- 491 Okunma
- 3 Yorum
- 4 Beğeni
EY İNSANOĞLU
Ey doğruluktan ayrılan insan oğlu
Yüce mevlam der ki“Verdiğiniz sözü yerine getirin" her insan verdiği sözlerden elbette ki sorumludur..
Vaadinden cayan, verdiği sözden dönen, sözleri yalan olan kimse Allah’a isyan, insanlığına ihanet etmiş olur;
Yani iyice düşünmeden, yapabileceğinden emin olmadan bir söz verme.
Dini kullanarak karşındaki müslüman kardeşinden menfaat sağlama ve kandırma...
Ne yazıkki günümüz de bu gibi istirmarlar çokca karşımıza çıkmaktadır..
Şu bir gerçek ki insanoğluda kendini kullandırmayacak.insan yanlış olan delikten bir kere geçer ikincisinde aynı hatayı yapmayacak...
Verdiğin sözü tutacaksın, bir kez söz verdi isen, sonunda ölüm olsa da dönme. Kaç iş, sonu ölüm bile olsa yapılır? İşte söz böyledir.
Allah yolunun temel kuralıdır.
Müslümanlığımızın işaretidir.
Yalancılığın, ihanetin Allah yolunda işi yoktur.

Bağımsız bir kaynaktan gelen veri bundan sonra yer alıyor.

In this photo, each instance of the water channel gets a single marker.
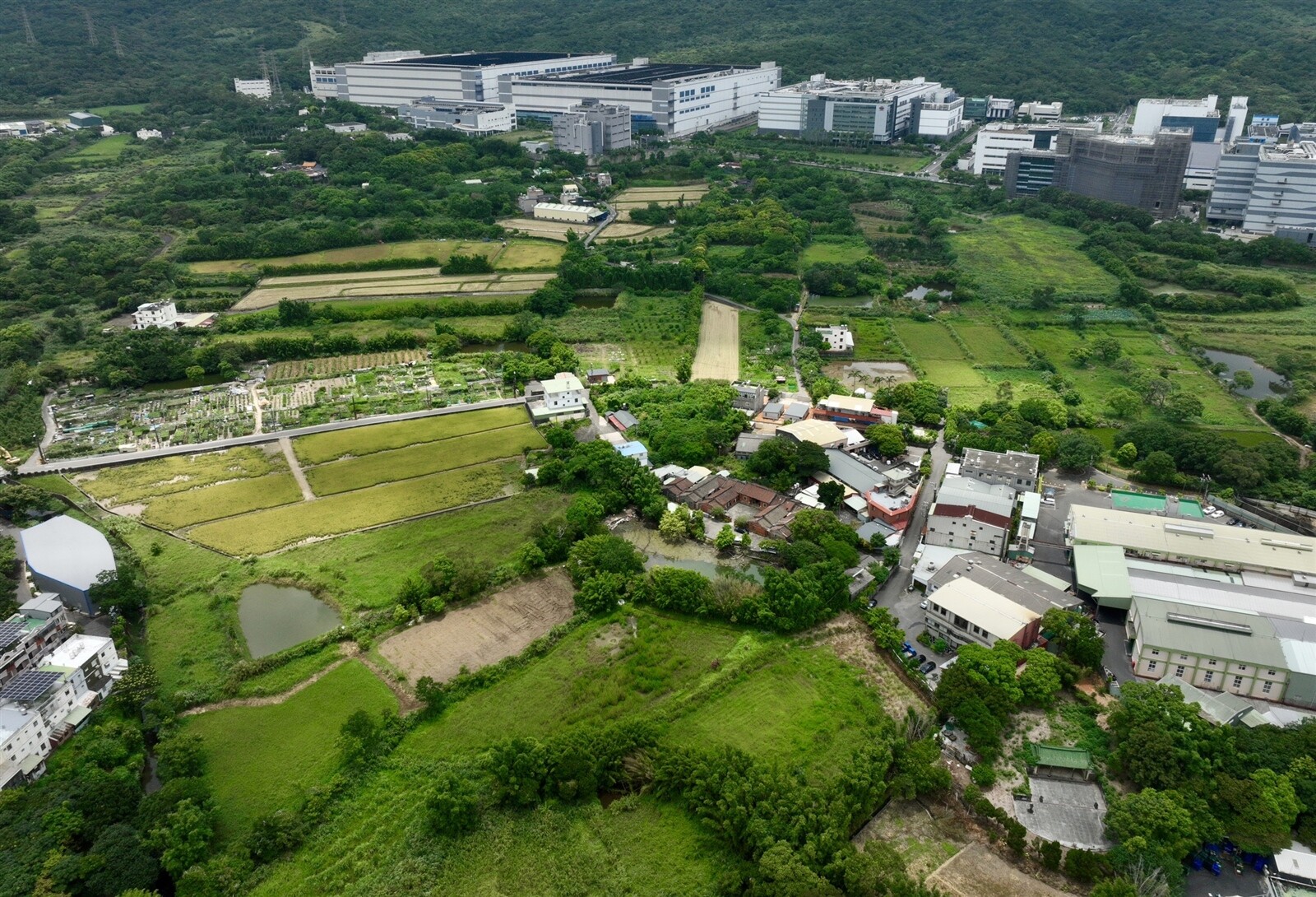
(1267, 383)
(684, 555)
(276, 618)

Cenab-ı Mevlâ kullarından yalnızca doğruluğu ister: “Emrolunduğun gibi dosdoğru ol!
Seninle beraber tevbe edenler de dosdoğru olsunlar.
Ve aşırı gitmeyin (Allah’ın sınırlarını aşıp doğruluktan ayrılmayın). Muhakkak ki O, bütün yaptıklarınızı görür.
Zulüm yapanlara da yakınlık göstermeyin ki, size de ateş dokunmasın.
Ve sizin Allah’tan başka dostunuz yoktur.
Sonra size kimse yardım edemez.
Dünya menfaati için yalan sözle, hileyle, kandırmayla kazanç elde ettiğini zannedenler, aslında önce kendi nefslerine en büyük vefasızlığı yapmaktadırlar.
Belki emeklerinin karşılığını alacak, dünyada mal-mülk, makam-mevki sahibi olacaklardır. Fakat bütün kazanacakları buraya kadardır. Çünkü emekleri batıldır.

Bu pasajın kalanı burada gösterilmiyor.